Nous avons toutes et tous besoin, à un rythme régulier, de nouveauté, de changement, de particularité. Bousculer, un tant soit peu, ses habitudes et ses routines n’est pas forcément une mauvaise chose. Je sais que beaucoup vante les mérites des routines quotidiennes. Je n’ai pas d’opposition à cela, bien au contraire. C’est une très bonne chose à mon avis. Mais j’y vois aussi le danger lorsqu’elles deviennent confort, apathie, prétexte au moindre effort. Dès lors, il me paraît nécessaire de les réinterroger afin de relancer la dynamique.

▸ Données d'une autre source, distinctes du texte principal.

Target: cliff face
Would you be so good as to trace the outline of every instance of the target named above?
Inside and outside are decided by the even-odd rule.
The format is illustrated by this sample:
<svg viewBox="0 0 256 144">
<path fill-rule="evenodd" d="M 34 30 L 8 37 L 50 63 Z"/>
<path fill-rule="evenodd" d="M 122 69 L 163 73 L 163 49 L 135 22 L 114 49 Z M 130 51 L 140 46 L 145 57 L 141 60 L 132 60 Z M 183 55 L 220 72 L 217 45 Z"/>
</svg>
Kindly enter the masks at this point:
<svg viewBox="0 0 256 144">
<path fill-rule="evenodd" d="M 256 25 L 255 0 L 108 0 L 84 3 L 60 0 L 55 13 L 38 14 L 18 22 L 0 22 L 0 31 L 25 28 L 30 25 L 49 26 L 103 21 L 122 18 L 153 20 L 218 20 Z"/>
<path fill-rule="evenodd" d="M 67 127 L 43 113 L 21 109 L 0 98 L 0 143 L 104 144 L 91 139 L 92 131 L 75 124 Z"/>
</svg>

Il s’agit alors d’apporter des modifications fortes ou modérer en fonction de la situation.
Le besoin s'impose parfois de bousculer nos routines, de revoir notre
quotidien d’autant plus que notre situation commence à nous paraitre
insatisfaisante. La faute n’en revient à personne d’autre qu’à nous-même.
La torpeur nous guette toutes et tous. Elle s’insinue dans nos
journées petit à petit, l’air de rien, à bas bruit. Tout semble être pareil
mais plus rien ne l’est vraiment. Notre attitude n’est plus la même. L’action
réclame de la volonté, de l’effort, de l’énergie. Et nous laissons, de temps à
autre, la jauge rejoindre son niveau le plus bas. Car notre capacité à agir
s’entretient, se renouvelle, se développe. A chacune et à chacun ses
motivations et ses bonnes recettes pour s’en rappeler en permanence.
Pour ma part, mes clés sont attachées à un porte clé qui renferme la photos de mes enfants. Ringard ? Qu’importe, je me moque du regard des autres. Il n’apporte rien à nos réussites. Mes filles sont ma motivation première, un point c’est tout. A côté, j’ai fait inscrire sur un petit médaillon trois lettres « TVG » qui signifie « Tu Va Gérer ». Face à une baisse d’énergie, j’ai cette photographie. Face au découragement, j’ai ce petit rappel de mes capacités. Et les deux ensemble forment un lien qui me permet de continuer d’avancer, à ne rien céder à la facilité, à l’envie de canapé.
On peut critiquer, ne pas aimer celles et ceux qui ont réussi mais force est de constater qu’elles et ils sont parvenus à atteindre leurs objectifs. Nous pouvons les jalouser, les juger indignes, les considérer comme étant moins compétents que nous. Il n’en reste pas moins que la véritable question que nous refusons de nous poser, pour ne pas prendre conscience de notre réalité et/ou de nos limites, est « pourquoi elles, pourquoi eux et pas nous ? »
La confiance en soi que nous n’avons pas entretenue, les objectifs
que nous n’avons pas définis, la volonté que nous n’avons pas mise, les efforts
que nous n’avons pas faits, la persévérance que nous nous sommes refusés, les
soutiens que nous ne sommes pas allés chercher, sont les véritables
raisons qui font la différences.
La réussite demande des ambitions, du travail et de la constance
tout au long du parcours, quelles que soient les inévitables difficultés.